The N1575Y mutation in the sodium channel of Anopheles gambiae synergizes the effect of L1014F/S mutations on pyrethroid resistance
The N1575Y mutation in the sodium channel of Anopheles gambiae synergizes the effect of L1014F/S mutations on pyrethroid resistance
Wednesday, November 13, 2013
Exhibit Hall 4 (Austin Convention Center)

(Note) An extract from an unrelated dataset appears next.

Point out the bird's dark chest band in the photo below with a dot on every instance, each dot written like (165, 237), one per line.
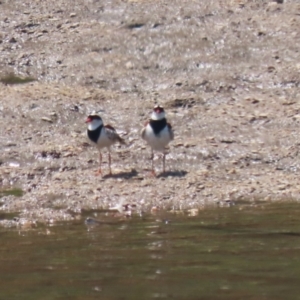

Pyrethroid insecticides possess high insecticidal activities and low mammalian toxicity and represent one of the most powerful weapons in the global fight against malaria and other arthropod-borne human diseases. However, pyrethroid resistance has become a serious obstacle in effective use of pyrethroids in controlling these human disease vectors. One major mechanism of pyrethroid resistance, known as knockdown resistance (kdr), is caused by mutations in the sodium channel, which is the site of pyrethroid action. In the African malaria vector Anopheles gambiae, two kdr mutations, L1014F/S, are found in many pyrethroid resistant populations globally. Recently, a new sodium channel mutation N1575Y was found to be concurrent with the L1014F mutation in several pyrethroid resistant populations of An. gambiae. To examine the role of this new sodium channel mutation in pyrethroid resistance, we introduced the N1575Y mutation into an Aedes aegypti sodium channel, AaNav1-1, alone or in combination with the L1014F mutation and examined the gating properties of the mutant channels expressed in Xenopus oocytes. Our analyses show that the N1575Y mutation, by itself, did not alter AaNav sensitivity to two pyrethroid insecticides: permethrin and deltamethrin. However, when mutated together with L1014F, the N1575Y mutation made L1014F channels 10-fold and 4-fold more resistant to permethrin and deltamethrin, respectively. The N1575Y mutation also synergized the effect of another kdr mutation, L1014S, which is widely distributed in pyrethroid-resistant An. mosquitoes. None of the mutations tested significantly affected channel gating. Our findings demonstrate that N1575Y functions as an enhancer of the L1014F/S-mediated pyrethroid resistance and provide a molecular explanation for the emerging co-occurrence of N1575Y and L1014F in pyrethroid-resistant populations.